The specifications described in previous pages are linear. They are a series of Data Field units and SET units which are performed in sequence for each and every record.
But specs also allows some structure in specifications, including loops, conditional execution, run-in and run-out cycles. This page describes those structures.
The Arithmetic-Logical Unit (ALU) page described expressions and used them in PRINT data fields.
A specific type of expression is the condition, which is an expression that evaluates to either 1 (true) or 0 (false). The result of such expression is often called boolean. In fact any expression can be used as a condition. In that case any zero value, empty string or NaN is treated as the boolean false, and anything else is treated as the boolean true.
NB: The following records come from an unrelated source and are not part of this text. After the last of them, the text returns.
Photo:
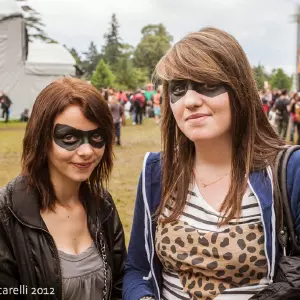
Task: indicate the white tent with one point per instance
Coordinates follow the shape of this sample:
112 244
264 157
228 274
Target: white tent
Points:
23 76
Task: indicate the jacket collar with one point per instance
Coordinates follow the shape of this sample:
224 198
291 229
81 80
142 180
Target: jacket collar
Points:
26 205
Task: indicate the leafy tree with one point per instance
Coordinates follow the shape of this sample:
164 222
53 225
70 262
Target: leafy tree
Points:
153 45
280 80
127 76
92 57
103 76
76 56
112 48
260 76
34 23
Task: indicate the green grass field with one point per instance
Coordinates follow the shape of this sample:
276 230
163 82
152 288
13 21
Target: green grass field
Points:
136 141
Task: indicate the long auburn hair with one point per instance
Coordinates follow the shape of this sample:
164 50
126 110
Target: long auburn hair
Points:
51 102
213 56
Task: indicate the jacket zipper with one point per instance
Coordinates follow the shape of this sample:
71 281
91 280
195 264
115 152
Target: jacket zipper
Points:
264 226
52 242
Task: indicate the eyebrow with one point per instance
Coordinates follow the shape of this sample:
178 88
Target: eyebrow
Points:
59 128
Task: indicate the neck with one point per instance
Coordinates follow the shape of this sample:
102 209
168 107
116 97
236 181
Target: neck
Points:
66 190
214 155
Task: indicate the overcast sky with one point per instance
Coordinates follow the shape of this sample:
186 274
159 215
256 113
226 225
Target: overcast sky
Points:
263 27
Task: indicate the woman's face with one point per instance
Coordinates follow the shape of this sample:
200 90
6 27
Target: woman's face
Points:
77 146
202 111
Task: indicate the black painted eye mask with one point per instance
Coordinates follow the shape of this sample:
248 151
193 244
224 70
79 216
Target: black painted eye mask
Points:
178 89
71 138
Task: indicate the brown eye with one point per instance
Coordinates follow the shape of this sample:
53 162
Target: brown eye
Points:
69 139
210 87
97 138
178 89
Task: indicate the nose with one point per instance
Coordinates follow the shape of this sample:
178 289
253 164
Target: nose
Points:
85 150
192 99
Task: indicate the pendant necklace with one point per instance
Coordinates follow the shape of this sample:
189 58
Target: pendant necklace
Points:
207 184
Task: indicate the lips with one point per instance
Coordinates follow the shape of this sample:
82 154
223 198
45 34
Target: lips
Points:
82 165
196 116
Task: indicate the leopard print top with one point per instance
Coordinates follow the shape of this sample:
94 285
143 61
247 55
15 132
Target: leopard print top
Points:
207 262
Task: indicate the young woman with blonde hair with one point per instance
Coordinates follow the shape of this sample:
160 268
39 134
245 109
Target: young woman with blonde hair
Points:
204 223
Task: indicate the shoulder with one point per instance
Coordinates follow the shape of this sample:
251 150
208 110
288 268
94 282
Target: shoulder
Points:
7 191
294 161
293 168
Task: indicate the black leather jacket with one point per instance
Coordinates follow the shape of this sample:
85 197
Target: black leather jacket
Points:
28 255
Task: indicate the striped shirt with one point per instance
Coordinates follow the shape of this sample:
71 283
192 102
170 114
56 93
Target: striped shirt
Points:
199 214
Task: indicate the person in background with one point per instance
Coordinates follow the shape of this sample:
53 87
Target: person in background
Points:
5 105
25 115
295 117
292 124
282 114
122 98
156 106
59 227
138 101
117 111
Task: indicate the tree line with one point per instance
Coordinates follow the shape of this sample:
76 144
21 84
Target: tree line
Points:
119 64
125 67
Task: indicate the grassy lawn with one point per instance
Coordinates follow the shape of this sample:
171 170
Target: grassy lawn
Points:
136 141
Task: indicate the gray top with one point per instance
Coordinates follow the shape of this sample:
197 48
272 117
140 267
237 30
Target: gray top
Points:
82 275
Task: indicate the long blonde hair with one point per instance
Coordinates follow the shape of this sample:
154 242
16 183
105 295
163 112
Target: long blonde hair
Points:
213 56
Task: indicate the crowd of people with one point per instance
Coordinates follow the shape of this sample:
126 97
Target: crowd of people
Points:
283 111
135 106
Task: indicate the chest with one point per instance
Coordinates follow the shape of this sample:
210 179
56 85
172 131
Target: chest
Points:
69 229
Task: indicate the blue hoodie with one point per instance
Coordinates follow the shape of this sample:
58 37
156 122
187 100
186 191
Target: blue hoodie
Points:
143 271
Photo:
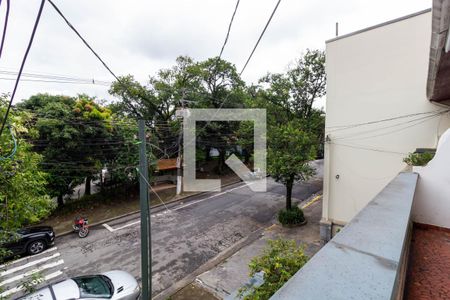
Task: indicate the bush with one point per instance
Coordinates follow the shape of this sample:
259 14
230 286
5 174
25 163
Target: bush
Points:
280 260
418 159
291 216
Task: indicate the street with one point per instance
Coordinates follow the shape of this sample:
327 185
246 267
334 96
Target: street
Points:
183 237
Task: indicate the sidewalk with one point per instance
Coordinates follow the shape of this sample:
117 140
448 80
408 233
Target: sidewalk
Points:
114 205
230 275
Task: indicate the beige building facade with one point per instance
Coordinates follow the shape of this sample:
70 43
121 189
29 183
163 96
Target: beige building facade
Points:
377 112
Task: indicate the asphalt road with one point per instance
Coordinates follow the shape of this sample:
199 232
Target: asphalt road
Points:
183 238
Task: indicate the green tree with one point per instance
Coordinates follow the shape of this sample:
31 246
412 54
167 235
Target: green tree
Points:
74 135
289 149
280 260
23 198
295 127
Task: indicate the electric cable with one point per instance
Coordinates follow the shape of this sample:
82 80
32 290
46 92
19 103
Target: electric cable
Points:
343 127
93 52
355 135
5 25
260 37
36 23
229 29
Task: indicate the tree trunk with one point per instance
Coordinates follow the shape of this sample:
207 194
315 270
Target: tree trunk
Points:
87 188
246 157
289 185
221 161
60 200
207 154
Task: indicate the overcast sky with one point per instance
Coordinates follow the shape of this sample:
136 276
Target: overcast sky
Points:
141 36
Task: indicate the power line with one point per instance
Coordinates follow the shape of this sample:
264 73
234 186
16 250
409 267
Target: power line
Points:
57 81
5 25
343 127
260 37
229 29
55 77
36 23
93 51
368 148
354 135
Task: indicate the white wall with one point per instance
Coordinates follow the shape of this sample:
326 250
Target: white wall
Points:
374 75
432 198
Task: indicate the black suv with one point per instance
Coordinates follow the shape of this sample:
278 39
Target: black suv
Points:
31 240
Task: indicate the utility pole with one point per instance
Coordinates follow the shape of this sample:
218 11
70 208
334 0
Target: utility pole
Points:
179 159
146 241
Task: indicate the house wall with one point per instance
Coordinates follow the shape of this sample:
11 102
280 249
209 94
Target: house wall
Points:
432 201
372 75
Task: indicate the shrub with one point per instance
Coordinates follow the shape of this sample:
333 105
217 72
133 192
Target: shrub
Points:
418 159
279 261
291 216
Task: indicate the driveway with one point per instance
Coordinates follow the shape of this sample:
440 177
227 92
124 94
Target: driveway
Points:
183 238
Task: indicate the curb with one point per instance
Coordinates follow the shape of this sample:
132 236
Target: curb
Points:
157 206
177 286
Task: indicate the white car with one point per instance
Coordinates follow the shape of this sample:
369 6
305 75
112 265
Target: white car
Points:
112 285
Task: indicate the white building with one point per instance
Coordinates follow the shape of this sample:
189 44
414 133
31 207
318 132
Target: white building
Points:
377 111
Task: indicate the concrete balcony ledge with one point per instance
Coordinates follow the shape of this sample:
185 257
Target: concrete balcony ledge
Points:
364 260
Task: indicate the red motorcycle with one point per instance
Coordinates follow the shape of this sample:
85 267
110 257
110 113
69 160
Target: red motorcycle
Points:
81 225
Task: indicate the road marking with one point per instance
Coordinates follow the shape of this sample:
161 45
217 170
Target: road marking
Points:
108 227
32 263
311 202
216 195
28 257
29 273
111 229
19 288
122 227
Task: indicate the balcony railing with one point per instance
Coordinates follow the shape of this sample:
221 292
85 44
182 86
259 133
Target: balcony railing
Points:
365 260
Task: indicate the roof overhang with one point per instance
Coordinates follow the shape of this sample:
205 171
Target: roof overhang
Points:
438 85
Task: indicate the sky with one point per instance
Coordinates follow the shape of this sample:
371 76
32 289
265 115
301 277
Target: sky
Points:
139 37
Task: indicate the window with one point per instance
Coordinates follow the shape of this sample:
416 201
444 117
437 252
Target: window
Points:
94 286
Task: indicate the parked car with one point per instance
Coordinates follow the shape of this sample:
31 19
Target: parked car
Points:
112 285
31 240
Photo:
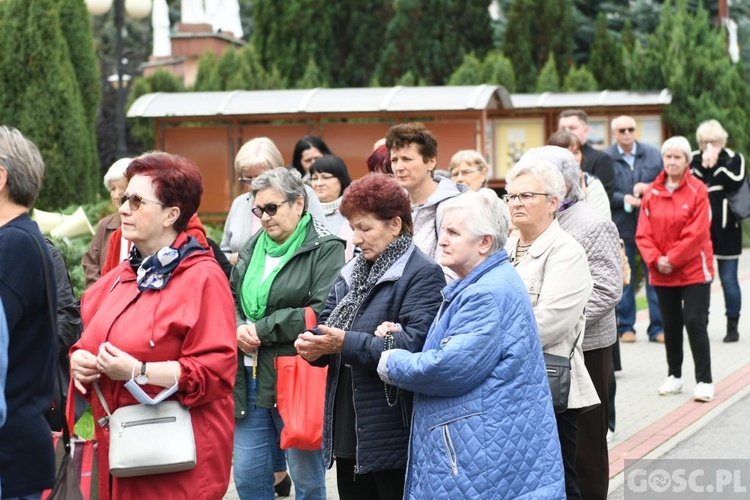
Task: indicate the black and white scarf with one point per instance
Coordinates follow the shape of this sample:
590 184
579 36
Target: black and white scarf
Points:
364 276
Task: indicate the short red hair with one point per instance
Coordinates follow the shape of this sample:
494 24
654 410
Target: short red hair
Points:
177 182
381 196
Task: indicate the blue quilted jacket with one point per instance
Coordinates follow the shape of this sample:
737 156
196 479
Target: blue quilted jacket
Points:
483 424
408 294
Examples of condition expressions:
a < 2len(s) > 5#0 = 0sqrt(#4)=7#3 % 2-- #3 is odd!(#3 % 2)-- #3 is evensqrt(a)-- Is the square root ofaa positive number? That is equivalent toa>0, because for values ofasmaller than zerosqrtreturnsNaN#4 -= 1-- returns the value of#4after subtracting1, and will be treated as true until #4 goes to zero.
This is the if-statement from many programming languages. The general structure is as follows:
IF (condition) THEN
unit-sequence
ELSEIF (condition) THEN
unit-sequence
ELSEIF (condition) THEN
unit-sequence
ELSE
unit-sequence
ENDIF
The THEN keywords are necessary. The ELSEIF (condition) THEN blocks are optional and you can have as many as you would like. The ELSE (condition) block is also optional, while the ENDIFis required. NOTE: A conditional execution structure without ENDIF will sometimes work, but this should not be relied on, and it can make nested conditional statements ambiguous.
In any conditional execution statement, at most one of the unit sequences is executed. In a conditional execution statement that includes an ELSE clause, exactly one unit-sequence is executed.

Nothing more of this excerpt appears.